Key Takeaways:
- IG International derivatives imply a $2.4 trillion market cap for SpaceX.
- That's 35% above the $135 IPO price and $1.77 trillion valuation.
- Polymarket traders see a 69% chance of a $2 trillion close on day one.
Key Takeaways:

Derivatives tied to SpaceX's initial public offering are pricing a first-day surge of as much as 50%, signaling that retail and institutional demand for Elon Musk's rocket and satellite company could push its market value past $2.4 trillion.

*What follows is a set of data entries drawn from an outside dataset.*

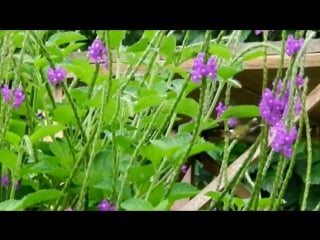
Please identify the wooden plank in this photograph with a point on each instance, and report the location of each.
(201, 199)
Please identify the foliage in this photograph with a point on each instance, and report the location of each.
(111, 137)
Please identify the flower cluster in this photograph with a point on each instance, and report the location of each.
(220, 109)
(5, 182)
(106, 206)
(299, 81)
(273, 109)
(98, 52)
(184, 169)
(18, 95)
(201, 70)
(282, 139)
(293, 45)
(56, 75)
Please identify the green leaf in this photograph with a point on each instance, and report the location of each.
(163, 206)
(141, 45)
(221, 51)
(11, 205)
(188, 106)
(41, 196)
(228, 72)
(44, 131)
(42, 167)
(55, 52)
(61, 150)
(65, 37)
(168, 46)
(63, 114)
(149, 34)
(116, 36)
(241, 111)
(71, 48)
(181, 191)
(253, 55)
(202, 147)
(8, 159)
(141, 173)
(149, 101)
(13, 138)
(136, 204)
(152, 153)
(105, 184)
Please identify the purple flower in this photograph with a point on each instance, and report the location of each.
(6, 92)
(18, 97)
(98, 52)
(298, 107)
(106, 206)
(299, 81)
(232, 122)
(293, 45)
(201, 70)
(56, 75)
(184, 169)
(282, 139)
(5, 180)
(220, 109)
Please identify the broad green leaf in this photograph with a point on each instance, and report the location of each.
(55, 52)
(71, 48)
(13, 138)
(149, 34)
(42, 167)
(241, 111)
(163, 206)
(181, 191)
(227, 72)
(253, 55)
(136, 204)
(152, 153)
(315, 170)
(8, 159)
(65, 37)
(149, 101)
(63, 114)
(141, 173)
(41, 196)
(61, 150)
(220, 51)
(105, 184)
(202, 147)
(188, 106)
(44, 131)
(116, 36)
(168, 46)
(11, 205)
(141, 45)
(157, 194)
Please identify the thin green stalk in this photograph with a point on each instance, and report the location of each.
(309, 162)
(196, 129)
(251, 152)
(134, 155)
(282, 54)
(93, 81)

"SpaceX is the most anticipated listing in a generation, and the derivative pricing reflects genuine demand rather than speculative froth," said Tom Brennan, an IPO and M&A analyst at Edgen. "But a 35% to 50% first-day pop would put it in rarefied air — only a handful of companies have sustained those levels post-listing."
IG International's derivatives in Singapore on Friday pointed to an implied market capitalization of $2.4 trillion, roughly 35% above the IPO price of $135 per share and the $1.77 trillion valuation at listing. On Polymarket, traders assigned an 84% probability that SpaceX closes above $1.8 trillion and a 69% chance it surpasses $2 trillion. Pre-IPO perpetual futures on Hyperliquid were trading near $162, implying a 20% gain, though those contracts have declined from peaks above $220 reached shortly after their May launch.

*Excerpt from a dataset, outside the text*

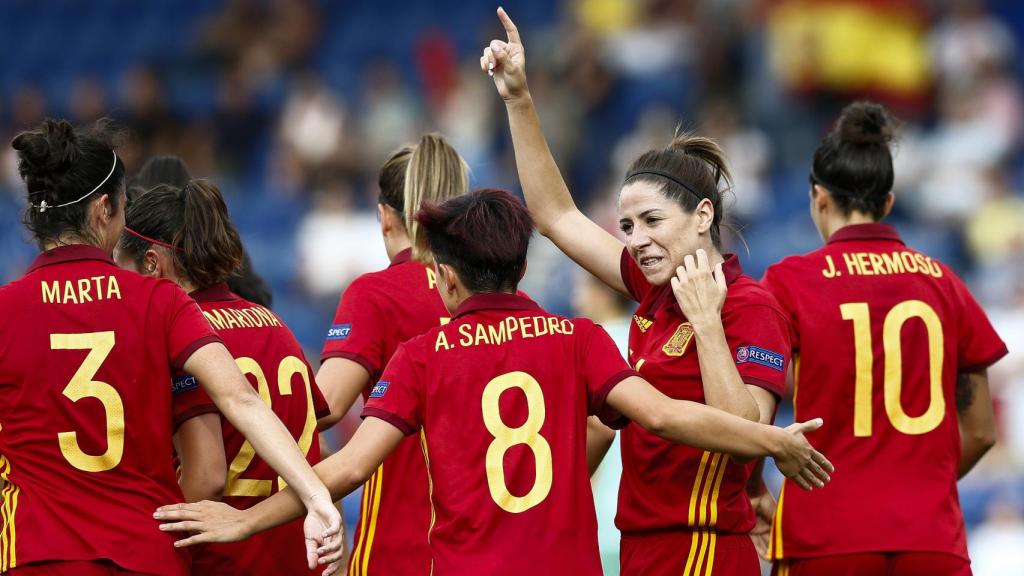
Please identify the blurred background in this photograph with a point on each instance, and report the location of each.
(291, 106)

SpaceX is set to begin trading Friday on the Nasdaq under the ticker SPCX after raising $75 billion in the largest IPO in U.S. history. The company set aside roughly 30% of shares — about $22.5 billion — for retail investors, far above the typical 5% to 10% allocation. The offering is reportedly four times oversubscribed, according to Reuters. At $1.77 trillion, SpaceX would instantly rank as the seventh-largest U.S. company by market capitalization, surpassing Tesla's $1.6 trillion valuation.
The bullish derivatives pricing stands in contrast to the company's financial disclosures. SpaceX reported a net loss of $4.94 billion in 2025 on revenue of $18.7 billion, with losses expected to widen as Musk pursues capital-intensive projects including orbital data centers and a Mars colony. Morningstar analysts Nicolas Owens and Suryansh Sharma value the company at $63 per share — a 53% discount to the IPO price — and assign just a 7% probability to their most optimistic "Moonshot" scenario, which assumes SpaceX successfully commercializes orbital AI infrastructure.
Musk's vision for space-based computing, unveiled in a recent SpaceX presentation, includes an "AI 1" satellite concept capable of 150 kilowatts of peak power and 120 kilowatts of sustained compute, connected through Starlink's laser-linked network. SpaceX aims to increase annual payload capacity from 2,500 tons to millions of tons, with future Starships potentially flying more than once per hour. The company's board has approved a pay package granting Musk 200 million super-voting restricted shares if he establishes a permanent Mars colony with at least 1 million residents while SpaceX reaches a $7.5 trillion valuation.
The IPO represents a watershed moment for the space and AI sectors, testing whether public markets can absorb the ambitious valuations that private investors have assigned to Musk's ventures. Wedbush analyst Dan Ives said he sees an 80% chance that SpaceX and Tesla eventually merge into one company by 2027, with groundwork already in place following SpaceX's acquisition of xAI in February.
This article is for informational purposes only and does not constitute investment advice.